Acabó por gustarme Picasso, tal vez por llevarle la contraria con un genio arisco. Hombre de principios, él me llevó al siquiatra. A ver si me curaba el mal gusto. Convencido de que Picasso era un simple hacedor de mamarrachos.

Por arrancado que estuviera se las arregló para tener el hogar amoblado con cosas de sándalos, bronces de dioses paganos parados en una pata, jarrones, consolas, cómodas de copetes floridos que le parecían el triunfo del espíritu contra el farsante español. Y convirtió su vida en un largo arrastrar baúles con baratijas orinadas, para mí, el iconoclasta, que para él representaban un tesoro: repisas francesas, peces cerámicos, pocillos pintados, micos de alabastro, cajas con melosos valses incorporados. Pero era auténtico. Se atrevía a decidir por sí mismo si tal o cual maestro consagrado por la crítica bogotana había pintado una chambonada. O un artesano envigadeño producía una maravilla incomparable con las barbaridades de Picasso. Y disfrutaba Shakespeare en el cine Lido, con Lawrence Olivier, tanto como con las cosas de Alejandro Casona y Enrique Rambal que a veces representaban en el teatro Bolívar de Medellín.

Lo que más lo enorgullecía entre sus trebejos era su pesebre de Misael Osorio. A veces me llevó al taller del imaginero de Envigado a comentar la obra según surgía de los palos. Criticaba las mejillas de María, a José no lo quería tan crespo que pareciera asirio, la burra necesitaba más brío en una oreja, agrandar los ollares. Al final el pesebre bajo su dirección resultó uno de los más hermosos del taller de los Osorio, según decía.

Los pesebres que montaba asombraban el vecindario. Hacía retirar los muebles de la sala para facilitar su vista desde la calle. Fabricaba con trozos de madera blancas ciudades palestinas con sus terrazas, una geografía de desiertos inventados, cimas de papel encerado con cascadas de verdad, oasis de palmeras de coleta almidonada.

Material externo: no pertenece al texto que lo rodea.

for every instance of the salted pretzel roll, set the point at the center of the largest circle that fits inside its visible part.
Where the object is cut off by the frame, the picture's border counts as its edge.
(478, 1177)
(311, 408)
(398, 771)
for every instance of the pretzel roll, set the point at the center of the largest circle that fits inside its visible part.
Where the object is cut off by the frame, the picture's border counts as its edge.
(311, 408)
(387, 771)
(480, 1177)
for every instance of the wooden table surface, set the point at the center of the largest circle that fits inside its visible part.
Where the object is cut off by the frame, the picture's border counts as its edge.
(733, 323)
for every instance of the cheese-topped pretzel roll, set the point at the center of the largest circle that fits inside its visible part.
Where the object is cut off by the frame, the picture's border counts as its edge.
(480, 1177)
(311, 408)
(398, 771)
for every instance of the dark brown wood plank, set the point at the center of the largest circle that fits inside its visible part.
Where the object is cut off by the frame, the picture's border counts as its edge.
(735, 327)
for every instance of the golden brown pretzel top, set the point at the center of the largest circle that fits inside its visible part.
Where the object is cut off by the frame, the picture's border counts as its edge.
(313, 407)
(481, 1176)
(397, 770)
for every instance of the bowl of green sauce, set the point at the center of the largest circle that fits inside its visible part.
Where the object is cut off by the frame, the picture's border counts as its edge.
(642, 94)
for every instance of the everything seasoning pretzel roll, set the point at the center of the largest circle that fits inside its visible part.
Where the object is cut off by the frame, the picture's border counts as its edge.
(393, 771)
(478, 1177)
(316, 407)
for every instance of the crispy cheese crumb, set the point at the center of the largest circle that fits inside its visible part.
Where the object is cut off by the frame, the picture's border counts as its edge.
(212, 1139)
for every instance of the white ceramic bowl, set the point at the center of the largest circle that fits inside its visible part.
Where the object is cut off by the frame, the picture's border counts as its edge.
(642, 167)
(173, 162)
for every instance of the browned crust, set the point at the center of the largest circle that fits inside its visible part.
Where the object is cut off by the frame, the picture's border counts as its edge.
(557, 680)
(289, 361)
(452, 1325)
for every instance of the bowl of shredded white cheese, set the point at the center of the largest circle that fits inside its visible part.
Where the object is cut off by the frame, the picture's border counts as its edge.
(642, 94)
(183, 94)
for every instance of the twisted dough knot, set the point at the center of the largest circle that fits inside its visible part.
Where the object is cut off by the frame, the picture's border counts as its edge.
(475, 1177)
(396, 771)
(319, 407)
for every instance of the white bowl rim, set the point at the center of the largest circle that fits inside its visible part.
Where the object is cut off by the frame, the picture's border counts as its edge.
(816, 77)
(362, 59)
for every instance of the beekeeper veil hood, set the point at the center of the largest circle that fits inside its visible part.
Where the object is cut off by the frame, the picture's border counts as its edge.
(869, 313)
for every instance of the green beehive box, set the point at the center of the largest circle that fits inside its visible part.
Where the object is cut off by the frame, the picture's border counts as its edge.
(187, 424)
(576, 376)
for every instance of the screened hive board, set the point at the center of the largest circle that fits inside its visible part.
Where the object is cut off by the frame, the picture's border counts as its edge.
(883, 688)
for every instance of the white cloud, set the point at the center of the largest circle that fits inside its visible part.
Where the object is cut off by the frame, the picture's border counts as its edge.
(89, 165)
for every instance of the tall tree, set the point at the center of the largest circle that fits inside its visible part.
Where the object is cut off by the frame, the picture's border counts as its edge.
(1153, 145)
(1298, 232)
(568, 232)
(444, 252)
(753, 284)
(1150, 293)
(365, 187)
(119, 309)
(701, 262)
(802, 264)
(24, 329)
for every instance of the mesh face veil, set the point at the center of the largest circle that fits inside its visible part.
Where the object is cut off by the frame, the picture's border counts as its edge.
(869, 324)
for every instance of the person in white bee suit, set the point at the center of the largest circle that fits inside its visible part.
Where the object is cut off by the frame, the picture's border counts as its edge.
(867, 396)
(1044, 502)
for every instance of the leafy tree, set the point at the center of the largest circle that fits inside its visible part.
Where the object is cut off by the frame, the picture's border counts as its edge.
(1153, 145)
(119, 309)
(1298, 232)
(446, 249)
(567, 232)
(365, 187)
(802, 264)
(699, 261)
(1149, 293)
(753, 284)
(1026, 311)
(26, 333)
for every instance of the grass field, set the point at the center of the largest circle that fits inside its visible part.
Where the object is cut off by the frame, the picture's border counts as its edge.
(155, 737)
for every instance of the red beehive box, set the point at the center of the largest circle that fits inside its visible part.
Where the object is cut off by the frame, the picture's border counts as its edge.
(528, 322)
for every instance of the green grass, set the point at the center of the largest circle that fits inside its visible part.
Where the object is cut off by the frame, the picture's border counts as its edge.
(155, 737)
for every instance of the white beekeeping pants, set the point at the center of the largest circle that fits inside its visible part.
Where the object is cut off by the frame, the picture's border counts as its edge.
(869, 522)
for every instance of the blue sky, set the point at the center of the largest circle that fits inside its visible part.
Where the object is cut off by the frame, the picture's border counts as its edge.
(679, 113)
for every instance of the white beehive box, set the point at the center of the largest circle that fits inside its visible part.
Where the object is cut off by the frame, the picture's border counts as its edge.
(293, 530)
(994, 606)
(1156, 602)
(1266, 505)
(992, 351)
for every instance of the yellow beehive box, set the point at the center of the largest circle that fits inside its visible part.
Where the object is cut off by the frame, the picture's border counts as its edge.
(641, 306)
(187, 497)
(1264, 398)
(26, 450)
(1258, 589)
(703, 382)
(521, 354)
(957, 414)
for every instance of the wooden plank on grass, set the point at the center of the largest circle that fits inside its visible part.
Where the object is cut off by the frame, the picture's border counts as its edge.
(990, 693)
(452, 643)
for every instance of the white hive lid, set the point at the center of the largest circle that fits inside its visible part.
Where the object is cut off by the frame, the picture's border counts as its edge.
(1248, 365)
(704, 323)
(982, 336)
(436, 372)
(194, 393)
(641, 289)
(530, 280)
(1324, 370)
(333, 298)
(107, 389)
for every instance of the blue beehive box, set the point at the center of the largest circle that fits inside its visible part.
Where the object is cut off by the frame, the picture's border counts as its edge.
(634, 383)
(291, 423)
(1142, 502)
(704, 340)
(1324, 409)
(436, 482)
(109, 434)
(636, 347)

Y cada día figuraba un episodio nuevo en la marcha de los ilustres viajeros articulados por la topografía minimalista bajo firmamentos de papel celofán azul con astros de aluminio plateando el horizonte, nubes de algodón de la farmacia pegadas con engrudo de yuca. Un día lavaban, otro cocinaban en un fogón de brasas falsas, o pedían orientación a unos pastores de pasta de Bartolini.

Cuando en enero desbarataba su obra, abajaba montañas, botaba el agua de las poncheras de los lagos, guardaba las santas imágenes, incluida la burra, estrellas, palmas de coleta, las nubes, en las cajas con paja, izaba todo sobre un escaparate de espejo y advertía: aquí queda el pesebre. Y se acostaba a descansar del pequeño Apocalipsis con el desaliento de quien sabe que están largando otro año al ruedo, que los políticos no arreglan nada, y que el arte verdadero se acabó con la llegada de Picasso.